Brooklyn, N.Y. – Congresswoman Yvette D. Clarke released the following statement on conflicting decisions about the Affordable Care Act’s premium subsidies. Today, the U.S. Court of Appeals for the 4th Circuit upheld the Affordable Care Act’s subsidies to both state and federal exchanges, while the U.S Court of Appeals for the D.C. Circuit prohibited subsidies to the federal exchange, but upheld these subsidies to state exchanges.
The decision by the D.C. Circuit, if upheld by the Supreme Court, would effectively prevent millions of American families from purchasing an affordable health insurance plan.
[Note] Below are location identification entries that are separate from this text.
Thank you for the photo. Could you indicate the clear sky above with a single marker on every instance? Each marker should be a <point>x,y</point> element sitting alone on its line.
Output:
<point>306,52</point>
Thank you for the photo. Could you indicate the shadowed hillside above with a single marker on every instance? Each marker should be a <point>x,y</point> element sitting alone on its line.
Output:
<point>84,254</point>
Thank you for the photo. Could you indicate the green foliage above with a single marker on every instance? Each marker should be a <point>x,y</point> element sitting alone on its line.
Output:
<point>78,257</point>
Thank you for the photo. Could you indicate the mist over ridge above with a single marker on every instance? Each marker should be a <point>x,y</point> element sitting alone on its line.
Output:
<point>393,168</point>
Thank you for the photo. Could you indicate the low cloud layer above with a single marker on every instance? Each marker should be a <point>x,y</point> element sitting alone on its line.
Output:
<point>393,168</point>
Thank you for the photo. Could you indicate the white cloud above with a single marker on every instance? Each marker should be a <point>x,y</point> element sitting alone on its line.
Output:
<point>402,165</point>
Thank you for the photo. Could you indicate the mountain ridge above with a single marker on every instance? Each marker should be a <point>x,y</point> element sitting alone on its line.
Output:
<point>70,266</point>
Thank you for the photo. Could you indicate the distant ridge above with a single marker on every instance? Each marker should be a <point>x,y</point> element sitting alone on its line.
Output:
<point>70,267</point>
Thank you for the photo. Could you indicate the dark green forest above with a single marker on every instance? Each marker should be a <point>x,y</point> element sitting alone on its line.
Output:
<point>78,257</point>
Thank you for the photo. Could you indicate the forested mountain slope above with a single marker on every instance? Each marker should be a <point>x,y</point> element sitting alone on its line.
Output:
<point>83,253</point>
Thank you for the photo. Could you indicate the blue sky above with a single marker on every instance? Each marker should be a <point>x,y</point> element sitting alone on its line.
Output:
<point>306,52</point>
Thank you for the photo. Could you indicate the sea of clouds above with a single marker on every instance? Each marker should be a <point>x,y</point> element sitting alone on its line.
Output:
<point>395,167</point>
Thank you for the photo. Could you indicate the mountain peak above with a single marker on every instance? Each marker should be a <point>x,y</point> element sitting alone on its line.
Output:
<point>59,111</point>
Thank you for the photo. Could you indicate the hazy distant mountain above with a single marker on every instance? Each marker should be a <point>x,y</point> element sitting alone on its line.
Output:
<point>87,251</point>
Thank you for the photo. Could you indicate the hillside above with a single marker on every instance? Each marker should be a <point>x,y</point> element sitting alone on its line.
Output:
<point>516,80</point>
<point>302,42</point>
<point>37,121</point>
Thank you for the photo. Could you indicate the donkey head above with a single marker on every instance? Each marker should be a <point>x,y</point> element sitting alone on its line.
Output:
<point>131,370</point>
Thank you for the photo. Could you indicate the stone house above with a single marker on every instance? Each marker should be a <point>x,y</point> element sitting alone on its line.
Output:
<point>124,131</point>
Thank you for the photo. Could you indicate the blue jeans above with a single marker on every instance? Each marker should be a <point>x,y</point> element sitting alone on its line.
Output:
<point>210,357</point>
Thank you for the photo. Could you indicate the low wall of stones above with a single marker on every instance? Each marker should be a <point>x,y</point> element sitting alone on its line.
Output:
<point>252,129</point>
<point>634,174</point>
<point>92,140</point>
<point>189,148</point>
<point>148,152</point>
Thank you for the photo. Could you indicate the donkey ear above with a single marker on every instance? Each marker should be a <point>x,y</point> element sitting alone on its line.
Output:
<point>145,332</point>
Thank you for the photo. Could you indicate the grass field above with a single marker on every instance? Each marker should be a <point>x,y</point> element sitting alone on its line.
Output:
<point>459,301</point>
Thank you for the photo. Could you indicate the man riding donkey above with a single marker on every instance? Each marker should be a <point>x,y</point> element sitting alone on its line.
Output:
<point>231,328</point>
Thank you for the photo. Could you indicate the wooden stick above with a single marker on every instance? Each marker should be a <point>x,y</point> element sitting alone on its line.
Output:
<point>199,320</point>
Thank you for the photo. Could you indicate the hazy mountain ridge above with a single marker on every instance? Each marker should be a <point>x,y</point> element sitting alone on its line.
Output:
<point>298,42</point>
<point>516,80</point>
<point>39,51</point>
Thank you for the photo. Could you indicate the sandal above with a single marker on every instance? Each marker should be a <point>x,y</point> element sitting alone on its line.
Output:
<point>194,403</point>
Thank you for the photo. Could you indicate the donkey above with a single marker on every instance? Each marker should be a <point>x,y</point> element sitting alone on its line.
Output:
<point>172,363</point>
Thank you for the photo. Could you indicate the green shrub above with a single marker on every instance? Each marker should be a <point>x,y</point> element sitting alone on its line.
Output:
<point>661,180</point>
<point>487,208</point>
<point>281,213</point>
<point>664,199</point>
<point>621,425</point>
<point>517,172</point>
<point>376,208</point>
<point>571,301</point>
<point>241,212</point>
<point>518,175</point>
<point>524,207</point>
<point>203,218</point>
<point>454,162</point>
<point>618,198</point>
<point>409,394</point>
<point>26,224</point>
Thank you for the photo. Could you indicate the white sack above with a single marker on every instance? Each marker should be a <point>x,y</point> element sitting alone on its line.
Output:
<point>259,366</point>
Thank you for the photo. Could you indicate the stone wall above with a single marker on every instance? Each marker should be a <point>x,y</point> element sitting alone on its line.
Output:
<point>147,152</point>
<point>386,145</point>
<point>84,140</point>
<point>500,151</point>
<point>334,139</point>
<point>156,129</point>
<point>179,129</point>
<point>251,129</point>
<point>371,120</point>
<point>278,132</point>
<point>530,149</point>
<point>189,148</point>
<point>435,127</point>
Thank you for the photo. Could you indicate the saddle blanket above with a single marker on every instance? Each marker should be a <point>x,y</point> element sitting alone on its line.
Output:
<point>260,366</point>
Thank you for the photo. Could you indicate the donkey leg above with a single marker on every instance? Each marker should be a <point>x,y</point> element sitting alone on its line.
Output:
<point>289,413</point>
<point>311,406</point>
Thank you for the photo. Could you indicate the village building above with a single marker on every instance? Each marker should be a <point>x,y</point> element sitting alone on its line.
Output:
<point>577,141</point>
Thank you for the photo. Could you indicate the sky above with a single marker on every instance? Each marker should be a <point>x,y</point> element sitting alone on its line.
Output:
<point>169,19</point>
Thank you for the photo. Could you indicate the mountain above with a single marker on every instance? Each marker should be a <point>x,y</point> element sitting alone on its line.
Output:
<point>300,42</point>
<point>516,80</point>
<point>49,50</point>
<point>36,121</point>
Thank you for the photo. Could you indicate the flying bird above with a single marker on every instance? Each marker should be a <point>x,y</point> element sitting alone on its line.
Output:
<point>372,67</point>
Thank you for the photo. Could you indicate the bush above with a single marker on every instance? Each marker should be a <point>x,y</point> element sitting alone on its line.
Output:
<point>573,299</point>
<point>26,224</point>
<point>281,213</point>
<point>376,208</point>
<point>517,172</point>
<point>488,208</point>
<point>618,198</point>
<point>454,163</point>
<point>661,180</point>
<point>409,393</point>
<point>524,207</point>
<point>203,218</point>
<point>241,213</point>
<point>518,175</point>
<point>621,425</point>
“Despite the disagreement between the appeals courts about the Affordable Care Act, the American people have reached their conclusion about the law, which has already allowed fourteen million people to enroll in comprehensive health insurance plans, a figure that includes nearly one million people in New York State,” said Congresswoman Clarke. “The premium subsidies were created to allow every family to have access to high-quality health care. These subsidies have worked. Indeed, in many instances, families and individuals who have enrolled in health insurance plans have received subsidies that provide for more than half the cost of their premiums. If and when this matter is heard at the Supreme Court, I urge them to focus on the purpose for which we enacted the Affordable Care Act: to expand access to quality health care. As a nation, we must have the ability to achieve that important purpose.”
U.S. Representative Yvette D. Clarke is a member of the House Committee on Small Business, Ethics, and Homeland Security, where she is the Ranking Member of the Subcommittee on Cybersecurity, Infrastructure Protection, and Security Technologies. She represents many neighborhoods in central and southern Brooklyn, NY which include Brownsville, Crown Heights, East Flatbush, Flatbush, Gerritsen Beach, Madison, Midwood, parts of Park Slope and Flatlands, Prospect Heights, Prospect-Lefferts Gardens, Sheepshead Bay, and Windsor Terrace.